1

An MDP is ergodic if the Markov chain induced by any policy is ergodic, which means any state is reachable from any other state by following a suitable policy. [Source]

The part after "which means ..." is the definition of communicating MDP. Why does "the Markov chain induced by any policy is ergodic" implies "any state is reachable from any other state by following a suitable policy"?

Other papers/books define an ergodic MDP just with "if the Markov chain induced by any policy is ergodic", but they all say that an ergodic MDP is also communicating. Why ergodic → communicating?

nbro
  • 42,615
  • 12
  • 119
  • 217
Simon
  • 263
  • 1
  • 8

2 Answers2

2

If all states in an irreducible Markov chain (MC) are ergodic, then the chain is said to be ergodic. So once an ergodic MC is induced by a policy, then by above definition all states are irreducible. And irreducibility and communicating here are defined as:

A Markov chain is irreducible if there is one communicating class, the state space.

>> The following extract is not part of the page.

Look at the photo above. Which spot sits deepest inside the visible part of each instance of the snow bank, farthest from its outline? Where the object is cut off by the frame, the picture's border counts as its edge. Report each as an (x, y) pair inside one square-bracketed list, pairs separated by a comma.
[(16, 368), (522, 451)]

Two states are said to communicate with each other if both are reachable from one another by a sequence of transitions that have positive probability. This is an equivalence relation which yields a set of communicating classes.

Since ergodicity implies irreducibility which means the existence of one communicating class as the whole state space, therefore any state is reachable from any other state within the said state space by following the said induced policy.

cinch
  • 11,000
  • 3
  • 8
  • 17
2

There are inconsistencies in the definition of an ergodic Markov Chain while de concepts of irreducibility, aperiodicity and recurrence are well grounded.

Thus, I think it is better not to employ this term too much and keep the word "ergodic" for the well-known theorem.

According to the paper you cite,

An MDP is ergodic if the Markov chain induced by any policy π is both irreducible and aperiodic, which means any state is reachable from any other state by following a suitable policy.

So what can we say about that? Let $\mathcal{X}$ be the state space.

If the chain is irreducible, then whether all states are recurrent, or all states are transient. But if $dim(\mathcal{X}) < \infty$, then the second case is impossible.

Thus if the chain is irreducible and $dim(\mathcal{X}) < \infty$, then the chain is recurrent.

Now, If the chain is irreducible and recurrent, there exists a unique (up to a normalisation factor) stationary measure $\mu$.

Also, if the chain is recurrent, irreducible and aperiodic, then there is a $n_0$ such that for any $n>n_0$, $P_n(x, y) > 0$ for any states $x, y \in \mathcal{X}$, where $P_n$ is the $n$ steps transition probability kernel. This means any state $x \in \mathcal{X}$ is reachable from any other state $y \in \mathcal{X}$.

Sources: [1]

[1]: J-F. Le Gall - Intégration, Probabilités et Processus Aléatoires (2006)